For Immediate Release
July 11, 2002
Contact: John H. Sullivan
916-443-4900
www.cjac.org



Attorney General Urged to Investigate "Legal Shakedowns"
Under State’s Unfair Competition Law

SACRAMENTO - The Civil Justice Association of California (CJAC) has asked Attorney General Bill Lockyer to investigate private attorney abuses under the state’s "unfair competition law" (Business and Professions Code Sec.17200). The letter and attachments (attached) cite egregious "legal shakedowns" by attorneys without clients filing mass-produced lawsuits. The attachments summarize recent examples of such lawsuits – one set filed against small auto repairs shops and the other against ethnic grocery and convenience stores.

"Firms are being victimized under a law originally intended to protect them. We want this law restored to its original purpose of protecting businesses and consumers, not operating as an attorney-fee machine," said John H. Sullivan, president of the Civil Justice Association.

He said his association does not advocate limiting the law’s use by district attorneys. "What must be stopped are the private attorneys who are bringing shakedown lawsuits and using the law for unjustified fishing expeditions to squeeze out settlement dollars and churn out new lawsuits."

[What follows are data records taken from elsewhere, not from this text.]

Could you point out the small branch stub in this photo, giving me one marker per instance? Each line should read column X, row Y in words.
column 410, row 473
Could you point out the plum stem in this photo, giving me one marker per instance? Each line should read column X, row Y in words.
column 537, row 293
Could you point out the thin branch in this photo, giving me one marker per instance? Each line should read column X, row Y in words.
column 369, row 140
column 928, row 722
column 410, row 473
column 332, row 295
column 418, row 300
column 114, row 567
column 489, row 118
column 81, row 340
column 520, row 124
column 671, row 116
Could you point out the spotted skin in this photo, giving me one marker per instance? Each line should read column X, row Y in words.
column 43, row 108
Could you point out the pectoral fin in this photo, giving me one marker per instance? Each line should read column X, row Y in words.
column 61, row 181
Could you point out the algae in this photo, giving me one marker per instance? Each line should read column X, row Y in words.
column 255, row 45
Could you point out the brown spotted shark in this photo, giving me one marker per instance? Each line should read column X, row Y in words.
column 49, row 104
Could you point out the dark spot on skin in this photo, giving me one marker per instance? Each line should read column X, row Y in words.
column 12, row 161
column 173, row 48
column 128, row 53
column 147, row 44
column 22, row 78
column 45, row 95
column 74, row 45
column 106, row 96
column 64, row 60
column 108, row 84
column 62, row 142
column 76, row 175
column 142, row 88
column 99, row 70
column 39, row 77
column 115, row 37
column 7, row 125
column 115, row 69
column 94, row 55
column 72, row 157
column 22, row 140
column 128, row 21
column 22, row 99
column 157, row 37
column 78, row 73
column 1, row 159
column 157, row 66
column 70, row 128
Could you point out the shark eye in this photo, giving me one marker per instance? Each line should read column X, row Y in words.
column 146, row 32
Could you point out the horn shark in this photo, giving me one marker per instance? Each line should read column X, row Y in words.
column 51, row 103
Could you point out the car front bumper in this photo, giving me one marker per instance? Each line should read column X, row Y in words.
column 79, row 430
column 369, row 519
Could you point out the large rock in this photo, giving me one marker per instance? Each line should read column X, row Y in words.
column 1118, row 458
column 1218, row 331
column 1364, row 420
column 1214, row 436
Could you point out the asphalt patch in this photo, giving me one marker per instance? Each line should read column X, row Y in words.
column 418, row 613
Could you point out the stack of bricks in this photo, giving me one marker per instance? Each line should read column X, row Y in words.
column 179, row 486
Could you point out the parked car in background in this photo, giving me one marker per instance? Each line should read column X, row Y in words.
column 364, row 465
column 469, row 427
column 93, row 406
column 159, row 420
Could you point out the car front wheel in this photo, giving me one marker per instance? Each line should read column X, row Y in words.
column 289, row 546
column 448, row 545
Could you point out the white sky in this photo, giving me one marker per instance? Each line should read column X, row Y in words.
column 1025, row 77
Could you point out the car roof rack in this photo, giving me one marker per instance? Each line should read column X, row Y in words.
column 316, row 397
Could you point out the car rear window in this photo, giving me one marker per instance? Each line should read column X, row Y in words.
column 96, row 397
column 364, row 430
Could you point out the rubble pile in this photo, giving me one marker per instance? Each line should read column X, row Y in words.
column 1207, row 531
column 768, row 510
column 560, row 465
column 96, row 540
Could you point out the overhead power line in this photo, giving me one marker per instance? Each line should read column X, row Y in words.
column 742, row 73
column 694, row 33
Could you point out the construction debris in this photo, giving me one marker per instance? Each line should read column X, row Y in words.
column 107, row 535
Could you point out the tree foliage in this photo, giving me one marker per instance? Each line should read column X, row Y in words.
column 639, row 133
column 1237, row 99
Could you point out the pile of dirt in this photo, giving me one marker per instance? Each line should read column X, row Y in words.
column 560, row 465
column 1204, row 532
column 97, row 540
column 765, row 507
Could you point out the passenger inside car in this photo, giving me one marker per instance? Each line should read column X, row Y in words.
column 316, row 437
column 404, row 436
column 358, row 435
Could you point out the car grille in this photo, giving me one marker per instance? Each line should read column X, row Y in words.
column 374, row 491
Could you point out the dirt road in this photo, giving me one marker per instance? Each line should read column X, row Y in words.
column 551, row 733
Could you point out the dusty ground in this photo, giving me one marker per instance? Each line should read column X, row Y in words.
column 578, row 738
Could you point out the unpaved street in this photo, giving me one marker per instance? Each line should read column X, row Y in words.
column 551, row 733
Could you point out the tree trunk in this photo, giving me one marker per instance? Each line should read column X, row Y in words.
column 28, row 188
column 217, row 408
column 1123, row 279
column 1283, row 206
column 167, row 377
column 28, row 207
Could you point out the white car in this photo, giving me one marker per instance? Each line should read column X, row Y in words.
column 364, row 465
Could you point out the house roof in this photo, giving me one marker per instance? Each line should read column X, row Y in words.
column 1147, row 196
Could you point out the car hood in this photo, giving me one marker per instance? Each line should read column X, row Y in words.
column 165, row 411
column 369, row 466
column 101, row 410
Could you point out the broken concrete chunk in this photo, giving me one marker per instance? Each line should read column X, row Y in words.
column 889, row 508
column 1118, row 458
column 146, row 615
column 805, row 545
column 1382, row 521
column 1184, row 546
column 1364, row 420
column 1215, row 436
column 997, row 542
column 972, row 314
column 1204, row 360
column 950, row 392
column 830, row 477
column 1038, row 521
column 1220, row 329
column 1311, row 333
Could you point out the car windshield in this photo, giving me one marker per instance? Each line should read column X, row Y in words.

Sullivan said the Legislature has refused to address the problem because the wealthy personal injury lawyer industry has discovered ways to use the law to augment its contingency fee business.

"Many of the shop owners being hit by the recent round of lawsuits are new Americans, people who came to this country to escape lawlessness and arbitrary, oppressive governments. What a shock it must be to discover California’s own version of predatory oppression, all carried out with the blessing of the state’s Legislature and judiciary," he said.

For more information on continuing legal shakedowns visit www.cjac.org

Family owned auto repair shops targeted

In Orange County, approximately 100 small, family owned auto repair shops are accused of violating the Unfair Competition Law. In requesting attorney fees, the plaintiffs state that their lawsuit confers "significant benefits on the general public, or to a large class of persons." It appears the lawyers are basing their accusations on already resolved settlements and citations posted routinely on the Bureau of Automotive Repair web site.

For example, a shop disciplined by the Department of Consumer Affairs on July 23, 2001, for "failure to provide a customer with a written estimate for parts and labor for a specific job" finds itself sued over the same incident a year later by private attorneys who are seeking attorney fees claiming that their action "will result in the enforcement of important rights affecting the public interest."

Ethnic grocery stores targeted

Letters were sent to approximately 200 ethnic grocery and retail stores across the state of California in which they allegedly offered to sell or rent videos that violated the anti-pirating statute. According to the letter sent by the plaintiffs’ attorney, stores would be required to pay easily over "$10,000 plus restitution." The storeowner was then informed a few sentences later, by sending $2,000 "in the form of a bank draft or cashier check payable to Brar & Gamulin, LLP" within 40 days, plus an agreement not to violate the statute again, the lawsuit would be settled.